Approaches for Solving NP-Complete problems¶
So what to do when a problem is \(\NP\)-complete? As there are lots practical problems that have to be solved even though they are \(\NP\)-complete (or even harder), one has to develop some approaches that work “well enough” in practice. Some alternatives are:
Develop backtracking search algorithms with efficient heuristics and pruning techniques.
Attack some special cases occurring in practice.
Develop approximation algorithms.
Apply incomplete local search methods.
Use existing tools.
Exhaustive search¶
Perhaps the simplest way to solve computationally harder problems is to exhaustively search through all the solution candidates. This is usually done with a backtracking search that tries to build a solution by extending partial solutions to larger ones. Of course, in the worst case this takes super-polynomial, usually exponential or worse, time for \(\NP\)-complete and more difficult problems However, for some instances the search may quickly find a solution or deduce that there is none. The search can usually be improved by adding clever pruning techniques that help detecting earlier that a partial solution cannot be extended to a full solution.
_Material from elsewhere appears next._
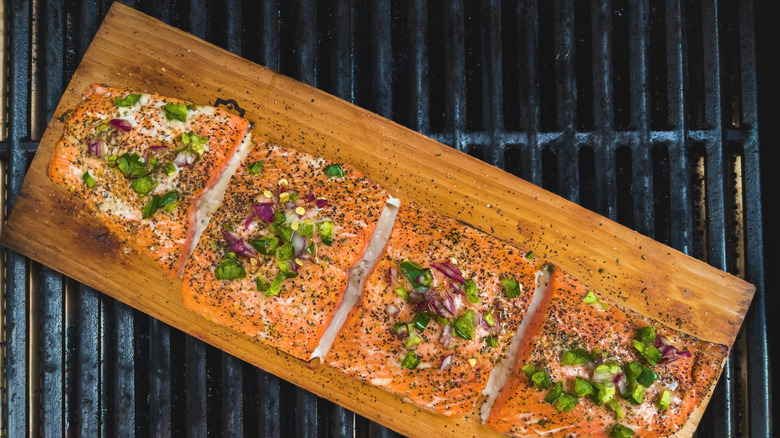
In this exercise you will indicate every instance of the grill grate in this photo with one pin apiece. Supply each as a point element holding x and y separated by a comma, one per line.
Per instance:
<point>642,111</point>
As an example, recall the following simple recursive backtracking search algorithm for the \(\SUBSETSUM\) problem introduced in the CS-A1120 Programming 2 course:
def solve(set: Set[Int], target: Int): Option[Set[Int]] = {
def inner(s: Set[Int], t: Int): Option[Set[Int]] = {
if(t == 0) return Some(Set[Int]())
else if (s.isEmpty) return None
val e = s.head
val rest = s - e
// Search for a solution without e
val solNotIn = inner(rest, t)
if (solNotIn.nonEmpty) return solNotIn
// Search for a solution with e
val solIn = inner(rest, t - e)
if (solIn.nonEmpty) return Some(solIn.get + e)
// No solution found here, backtrack
return None
}
inner(set, target)
}
For the instance in which \(S = \Set{-9,-3,7,12}\) and \(t = 10\), the call tree of the above program looks like this:
The search procedure can be improved by adding a pruning rule that detects whether the target value is too large or too small so that the number in the set \(S\) can never sum to it:
def solve(set: Set[Int], target: Int): Option[Set[Int]] = {
def inner(s: Set[Int], t: Int): Option[Set[Int]] = {
if(t == 0) return Some(Set[Int]())
else if (s.isEmpty) return None
else if (s.filter(_ > 0).sum < t || s.filter(_ < 0).sum > t)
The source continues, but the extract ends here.